すると薔薇子は、驚いたように目を見開いてから、声を出して笑う。
「ふっ、あっはっはっは。いやぁ、面白いね、高松くん。普通の人ならこう問いかけるところだよ。『それじゃあ一体誰が大塚くんを殺したのか』とね。けれど、キミは事件の真実よりも、二人の女性を傷つける私の話に、理由を求めた。まったく、キミらしいね」
「俺らしい・・・・・・? だって、この話には意味が・・・・・・」
「意味ならあるさ。それに気づくかどうかは別の話として、何事にも意味はある。全てに意味を求めるのは学問の基本だよ、学生」
色気のある瞳でそう言うと、薔薇子は短く息を吸い込む。そのまま「だが」と言葉を続けた。

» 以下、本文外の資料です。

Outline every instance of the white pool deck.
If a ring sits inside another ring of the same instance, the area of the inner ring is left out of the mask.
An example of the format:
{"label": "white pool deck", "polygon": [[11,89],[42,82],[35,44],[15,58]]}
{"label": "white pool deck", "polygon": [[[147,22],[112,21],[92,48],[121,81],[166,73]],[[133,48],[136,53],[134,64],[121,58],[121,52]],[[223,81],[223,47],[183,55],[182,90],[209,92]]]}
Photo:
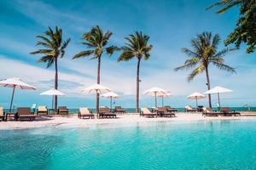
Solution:
{"label": "white pool deck", "polygon": [[202,116],[201,113],[177,113],[176,117],[148,118],[139,114],[118,115],[113,119],[79,119],[77,115],[38,116],[34,122],[0,122],[0,130],[26,129],[35,128],[65,127],[88,128],[92,125],[151,122],[193,122],[193,121],[222,121],[222,120],[256,120],[256,112],[241,112],[241,116]]}

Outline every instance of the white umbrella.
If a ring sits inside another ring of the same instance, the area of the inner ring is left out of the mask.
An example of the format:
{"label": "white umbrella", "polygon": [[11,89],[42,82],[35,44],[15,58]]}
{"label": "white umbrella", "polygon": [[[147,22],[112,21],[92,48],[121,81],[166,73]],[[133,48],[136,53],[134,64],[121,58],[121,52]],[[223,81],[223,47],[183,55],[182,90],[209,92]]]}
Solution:
{"label": "white umbrella", "polygon": [[224,94],[224,93],[230,93],[233,92],[230,89],[222,88],[220,86],[216,86],[215,88],[205,92],[204,94],[218,94],[218,107],[220,107],[220,101],[219,101],[219,94]]}
{"label": "white umbrella", "polygon": [[64,96],[65,94],[63,94],[62,92],[56,90],[55,88],[47,90],[45,92],[43,92],[40,94],[40,95],[52,95],[52,109],[53,109],[53,105],[54,105],[54,97],[55,95],[59,95],[59,96]]}
{"label": "white umbrella", "polygon": [[148,90],[146,90],[144,92],[144,94],[146,94],[146,95],[154,96],[154,105],[155,105],[155,107],[157,107],[156,97],[158,95],[164,95],[164,94],[170,94],[170,92],[168,92],[167,90],[165,90],[163,88],[157,88],[157,87],[154,87],[154,88],[149,88]]}
{"label": "white umbrella", "polygon": [[[82,89],[82,92],[88,93],[88,94],[96,94],[96,100],[99,99],[98,96],[99,94],[110,92],[110,89],[105,86],[100,84],[93,84],[88,88]],[[99,114],[99,104],[96,102],[96,113]]]}
{"label": "white umbrella", "polygon": [[190,95],[187,96],[187,98],[189,99],[195,99],[196,100],[196,107],[197,107],[198,106],[197,100],[204,99],[204,98],[206,98],[206,96],[204,94],[200,94],[199,92],[195,92],[195,93],[191,94]]}
{"label": "white umbrella", "polygon": [[102,97],[110,99],[110,109],[112,109],[112,99],[117,99],[117,98],[119,98],[120,96],[113,92],[108,92],[108,93],[103,94],[102,95]]}
{"label": "white umbrella", "polygon": [[20,78],[17,78],[17,77],[8,78],[6,80],[0,81],[0,86],[13,88],[13,94],[12,94],[9,111],[11,111],[11,110],[12,110],[15,88],[27,89],[27,90],[35,90],[36,89],[35,87],[26,83]]}

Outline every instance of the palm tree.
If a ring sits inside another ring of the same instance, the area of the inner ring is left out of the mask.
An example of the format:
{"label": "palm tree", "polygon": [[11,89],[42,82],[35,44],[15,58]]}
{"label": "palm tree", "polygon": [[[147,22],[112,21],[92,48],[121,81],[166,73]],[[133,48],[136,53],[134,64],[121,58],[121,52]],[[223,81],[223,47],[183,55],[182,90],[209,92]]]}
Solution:
{"label": "palm tree", "polygon": [[241,5],[245,2],[246,2],[245,0],[220,0],[218,2],[217,2],[216,3],[208,7],[207,8],[207,10],[208,10],[209,8],[214,8],[214,7],[221,7],[221,8],[217,10],[216,13],[223,14],[223,13],[225,13],[228,9],[230,9],[235,6]]}
{"label": "palm tree", "polygon": [[149,59],[149,52],[152,49],[153,46],[148,45],[148,42],[149,40],[149,37],[146,34],[143,34],[142,31],[136,31],[134,35],[129,35],[128,37],[125,38],[127,40],[127,42],[124,47],[121,48],[122,54],[118,59],[119,61],[127,61],[134,57],[137,59],[137,95],[136,95],[136,110],[139,111],[139,72],[140,72],[140,63],[142,59],[147,60]]}
{"label": "palm tree", "polygon": [[[106,33],[100,28],[100,26],[96,26],[92,27],[89,32],[85,32],[82,36],[82,39],[84,42],[81,44],[84,45],[88,49],[81,51],[73,57],[73,59],[79,59],[82,57],[90,56],[90,60],[96,59],[98,60],[97,67],[97,83],[101,83],[101,61],[102,55],[104,52],[108,54],[112,55],[115,50],[118,50],[117,47],[107,46],[112,32],[108,31]],[[96,94],[96,112],[99,112],[99,94]]]}
{"label": "palm tree", "polygon": [[[183,48],[182,51],[188,55],[188,59],[182,66],[177,67],[174,70],[189,70],[194,67],[195,69],[189,75],[188,81],[191,82],[200,73],[206,72],[207,88],[211,88],[210,77],[209,77],[209,65],[212,64],[221,71],[236,73],[233,67],[224,64],[224,56],[233,48],[224,48],[220,51],[218,50],[218,45],[220,42],[218,34],[214,36],[212,32],[202,32],[197,35],[195,38],[191,40],[191,46],[193,49]],[[211,95],[208,94],[209,107],[212,108]]]}
{"label": "palm tree", "polygon": [[[37,36],[40,39],[37,42],[37,46],[42,46],[37,51],[30,53],[31,54],[43,54],[38,60],[38,62],[47,63],[47,68],[55,64],[55,89],[58,89],[58,59],[62,58],[65,54],[65,48],[70,42],[70,38],[62,41],[62,30],[55,26],[54,31],[50,27],[44,32],[44,36]],[[57,110],[58,98],[55,96],[55,110]]]}

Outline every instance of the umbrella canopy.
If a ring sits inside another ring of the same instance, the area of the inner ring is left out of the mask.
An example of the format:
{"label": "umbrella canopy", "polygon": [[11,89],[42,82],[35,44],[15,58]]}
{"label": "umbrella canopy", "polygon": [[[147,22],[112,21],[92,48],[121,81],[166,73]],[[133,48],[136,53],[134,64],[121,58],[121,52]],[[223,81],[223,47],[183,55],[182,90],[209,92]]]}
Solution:
{"label": "umbrella canopy", "polygon": [[52,89],[49,89],[49,90],[47,90],[45,92],[41,93],[40,95],[60,95],[60,96],[64,96],[65,94],[63,94],[62,92],[61,92],[59,90],[52,88]]}
{"label": "umbrella canopy", "polygon": [[145,95],[154,96],[154,105],[155,105],[155,107],[157,107],[156,97],[158,95],[168,94],[170,94],[170,92],[168,92],[167,90],[165,90],[163,88],[160,88],[154,87],[154,88],[149,88],[148,90],[146,90],[143,94]]}
{"label": "umbrella canopy", "polygon": [[108,92],[102,95],[102,98],[119,98],[120,96],[113,92]]}
{"label": "umbrella canopy", "polygon": [[102,97],[110,99],[110,109],[112,109],[112,99],[119,98],[120,96],[113,92],[108,92],[108,93],[103,94],[102,95]]}
{"label": "umbrella canopy", "polygon": [[218,94],[218,107],[220,107],[219,94],[230,93],[230,92],[233,92],[233,91],[230,90],[230,89],[220,87],[220,86],[216,86],[215,88],[205,92],[204,94]]}
{"label": "umbrella canopy", "polygon": [[18,78],[18,77],[8,78],[6,80],[0,81],[0,86],[13,88],[13,94],[12,94],[9,111],[11,111],[11,110],[12,110],[15,88],[27,89],[27,90],[35,90],[36,89],[35,87],[33,87],[30,84],[27,84],[26,82],[23,82],[20,78]]}
{"label": "umbrella canopy", "polygon": [[169,97],[171,97],[172,95],[172,94],[170,92],[168,92],[166,94],[157,94],[156,96],[162,98],[162,107],[164,107],[164,98],[169,98]]}
{"label": "umbrella canopy", "polygon": [[93,84],[88,88],[82,89],[82,92],[88,94],[102,94],[110,92],[110,89],[101,84]]}
{"label": "umbrella canopy", "polygon": [[233,92],[230,89],[220,87],[220,86],[216,86],[215,88],[205,92],[204,94],[223,94],[223,93],[230,93]]}
{"label": "umbrella canopy", "polygon": [[189,99],[195,99],[196,100],[196,107],[197,107],[198,106],[197,100],[204,99],[204,98],[206,98],[206,96],[202,94],[200,94],[199,92],[195,92],[195,93],[191,94],[190,95],[187,96],[187,98]]}
{"label": "umbrella canopy", "polygon": [[[110,89],[105,86],[100,85],[100,84],[93,84],[88,88],[85,88],[82,89],[82,92],[88,93],[88,94],[96,94],[96,101],[99,101],[99,94],[102,93],[108,93],[110,92]],[[97,112],[97,117],[99,117],[99,105],[96,102],[96,112]]]}
{"label": "umbrella canopy", "polygon": [[49,89],[49,90],[47,90],[45,92],[43,92],[40,94],[40,95],[52,95],[52,109],[53,109],[53,106],[54,106],[54,96],[55,95],[59,95],[59,96],[64,96],[65,94],[63,94],[62,92],[59,91],[59,90],[56,90],[55,88],[52,88],[52,89]]}
{"label": "umbrella canopy", "polygon": [[23,82],[20,78],[14,77],[0,81],[1,87],[35,90],[36,88]]}

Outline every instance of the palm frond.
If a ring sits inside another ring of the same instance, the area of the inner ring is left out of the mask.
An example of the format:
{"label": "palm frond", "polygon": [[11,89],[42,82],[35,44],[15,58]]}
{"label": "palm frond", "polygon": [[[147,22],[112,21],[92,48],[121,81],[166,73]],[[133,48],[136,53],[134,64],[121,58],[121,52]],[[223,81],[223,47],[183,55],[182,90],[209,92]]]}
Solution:
{"label": "palm frond", "polygon": [[185,61],[184,65],[179,67],[176,67],[174,69],[175,71],[182,71],[182,70],[189,70],[191,69],[193,67],[195,67],[198,63],[199,63],[200,60],[197,57],[194,57],[192,59],[189,59]]}
{"label": "palm frond", "polygon": [[225,71],[230,73],[236,73],[235,68],[230,67],[225,64],[223,64],[222,62],[212,61],[211,63],[212,63],[215,66],[217,66],[221,71]]}
{"label": "palm frond", "polygon": [[115,52],[115,51],[119,51],[120,48],[116,47],[116,46],[110,46],[106,48],[106,52],[108,54],[109,54],[110,56]]}
{"label": "palm frond", "polygon": [[80,53],[75,54],[73,59],[79,59],[81,57],[88,57],[94,54],[94,50],[86,50],[86,51],[81,51]]}
{"label": "palm frond", "polygon": [[136,55],[131,51],[123,51],[118,59],[118,61],[128,61],[134,58]]}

「もうこれ以上、彼女たちを焚き付ける必要はなさそうだね」
「焚き付ける?」
「いや、キミは気にしなくていいよ、高松くん。そろそろ、この事件に『幕が降りた』頃合いだろうから、全てを終わらせようか」
そう言いながら薔薇子は菊川警部に視線を送る。すると、ちょうど同じタイミングで菊川の携帯電話が鳴った。
彼は申し訳なさそうに周囲を見回し、電話に出る。
「菊川だ。ああ、カフェ『グラシオソ』にいる。ああ、そうだ。わかった。そのまま署に連行してくれ」
どうにも物騒な『連行』という言葉を聞き、薔薇子は小さく頷いた。
「どうやら終わったようだね。これで安心して私はエスプレッソとチーズケーキが頂けるし、矢野くんは枕を高くして眠れるし、旗本氏と最上川氏は三日ほど枕を濡らせば終わる。菊川警部は事件後の処理に追われるし、マスター金城は明日からも『グラシオソ』の営業に努めればいい。高松くんは、そうだな。ありふれた何事もない、平穏な日常に戻る、かな」
「ど、どういうことですか? 終わった・・・・・・終わったって何がですか?」
「何って『事件』に決まっているじゃないか、高松くん」
「事件が終わった? じゃあ、父さんが言った『連行』って」
戸惑いながら高松は、何とか薔薇子の話に食らいつく。
「言わずもがな、犯人のことさ。もちろん、大塚くんを殺害した犯人のことだよ」
「え・・・・・・」
高松は言葉を失った。
カフェ『グラシオソ』は間違いなく大塚 誠の死亡現場である。そしてほとんどの者が『事件現場』であると考えていた。
しかし、この場ではなく他の場所で事件が解決してしまったらしい。
「犯人が逮捕された?」
ようやく思考が追いつき、高松が問いかけると、薔薇子は興味を失ったかのように、眠そうな表情を浮かべた。